Does AI Decision-Making Drive Your Business?
By the year 2030, AI will deliver economic growth of $15.7 trillion, according to PwC Research.
Does your business need:
- To target its customers more precisely?
- Reduce its operational costs?
- Develop exciting new products?
- Increase the reliability of its supply chain?
Whatever its requirements, applying data-driven AI strategies can help. Let’s look at some examples to see how AI applications can aid any organization, large or small.
Increase ROI through Greater Operational Savings
General Electric (GE) wanted to boost the energy production of its wind farms by 20 percent, which would produce up to an estimated $50 billion in value. To accomplish this, GE needed to analyze turbine operations in real time. That’s when GE turned to AI.
In a survey of field service and IT staff, GE and GE Service Max found that unplanned downtime costs companies about $260K per hour.
Putting sensors into all of its wind turbines enabled GE to stream operational data to the cloud. Its analysts then adjusted the movement of the turbine blades to retain the maximum amount of energy. Intelligent learning algorithms also allowed individual turbines to duplicate the behavior of more efficient turbines that were nearby. The result was a significant improvement in operational efficiency. In five years, in the U.S. alone, GE onshore turbines produced enough power to displace 120 million tons of carbon dioxide (CO2), the equivalent of 12.9 million homes globally.
Streamline New Product Development
Everyone knows that any company that develops new products before its competition gains a strategic advantage. But as the COVID-19 pandemic has shown, getting products to market as quickly as possible can even save thousands of lives. Keeping that possibility in mind, take a look at potential AI benefits in the field of drug discovery.
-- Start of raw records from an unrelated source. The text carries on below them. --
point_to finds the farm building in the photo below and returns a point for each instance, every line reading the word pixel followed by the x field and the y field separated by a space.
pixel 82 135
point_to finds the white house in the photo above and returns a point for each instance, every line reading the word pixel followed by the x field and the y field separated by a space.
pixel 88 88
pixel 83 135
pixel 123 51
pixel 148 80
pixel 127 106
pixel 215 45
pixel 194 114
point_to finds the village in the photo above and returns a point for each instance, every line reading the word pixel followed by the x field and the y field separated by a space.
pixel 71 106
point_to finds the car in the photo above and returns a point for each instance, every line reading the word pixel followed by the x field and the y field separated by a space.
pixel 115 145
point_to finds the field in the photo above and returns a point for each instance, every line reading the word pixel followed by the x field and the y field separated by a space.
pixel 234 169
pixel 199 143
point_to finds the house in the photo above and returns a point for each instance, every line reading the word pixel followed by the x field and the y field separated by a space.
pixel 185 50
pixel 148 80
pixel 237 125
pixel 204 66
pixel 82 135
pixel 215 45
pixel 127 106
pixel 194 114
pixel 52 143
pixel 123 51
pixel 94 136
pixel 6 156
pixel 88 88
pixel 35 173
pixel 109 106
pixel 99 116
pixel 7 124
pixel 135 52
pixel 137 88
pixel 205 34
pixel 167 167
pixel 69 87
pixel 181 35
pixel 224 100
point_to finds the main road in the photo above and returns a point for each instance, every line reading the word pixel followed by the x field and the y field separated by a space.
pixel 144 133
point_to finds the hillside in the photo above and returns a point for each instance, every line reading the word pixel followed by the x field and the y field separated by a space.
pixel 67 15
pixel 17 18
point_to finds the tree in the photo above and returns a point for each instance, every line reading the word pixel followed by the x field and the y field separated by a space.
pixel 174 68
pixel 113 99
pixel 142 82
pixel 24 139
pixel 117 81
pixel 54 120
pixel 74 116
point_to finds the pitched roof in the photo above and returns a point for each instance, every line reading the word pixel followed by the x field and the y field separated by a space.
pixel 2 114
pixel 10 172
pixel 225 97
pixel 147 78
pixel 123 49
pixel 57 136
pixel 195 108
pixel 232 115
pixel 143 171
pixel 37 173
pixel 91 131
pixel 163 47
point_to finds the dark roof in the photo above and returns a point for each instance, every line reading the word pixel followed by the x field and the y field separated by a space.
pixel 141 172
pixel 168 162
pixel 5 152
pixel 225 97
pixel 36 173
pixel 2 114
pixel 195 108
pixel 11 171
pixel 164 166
A recent study by the U.S. National Library of Medicine, Artificial Intelligence in Drug Discovery and Development, explains the role AI implementation can play in:
- Implementing rational drug design
- Determining the best therapy for a patient
- Developing personalized medicines
- Managing clinical data for future drug development
Given targeted data from a pharmaceutical company, AI can quickly categorize, cross-reference, mine, and query that data, making the entire development process for new drugs faster and more efficient.
Improve Supply Chain Logistics by Making Better Predictions
As recent turmoil in world markets has shown, businesses cannot meet their revenue goals unless they can deliver their products to the people who want to buy them. In any industry, meeting customer demands on time is a critical requirement.
To illustrate this principle, take a look at Lenovo, which has increased its share of the global PC market to 27.1 percent, according to the Gartner Reports. The company’s ability to sell its products in 180 markets around the world has been supported by the end-to-end control it has over its supply chain.
Lenovo wanted to build a niche in Brazil, which has a $1.87 trillion GDP, the ninth largest in the world. But it had trouble predicting sellout volume at scale and automating the necessary modeling and forecasting. To meet these needs, it turned to AI, running the DataRobot AI Cloud on AWS instead of following its previously backbreaking, manual model-building process. Now, its data scientists of any skill level can quickly build and deploy accurate, world-class predictive models in minutes.
After incorporating AI techniques from DataRobot, Lenovo Brazil achieved the following benefits:
- Model creation time plummeted from four weeks to three days.
- Model production time dropped from two days to five minutes.
- Prediction accuracy improved from less than 80 percent to 87.5 percent.
When Does Your Business Plan to Adopt AI-Driven Strategies?
There’s no time to lose. Whether you need to reduce expenses, improve productivity, develop new products, or find new customers, the time to start becoming AI-driven is now . Because if you don’t, your competitors will.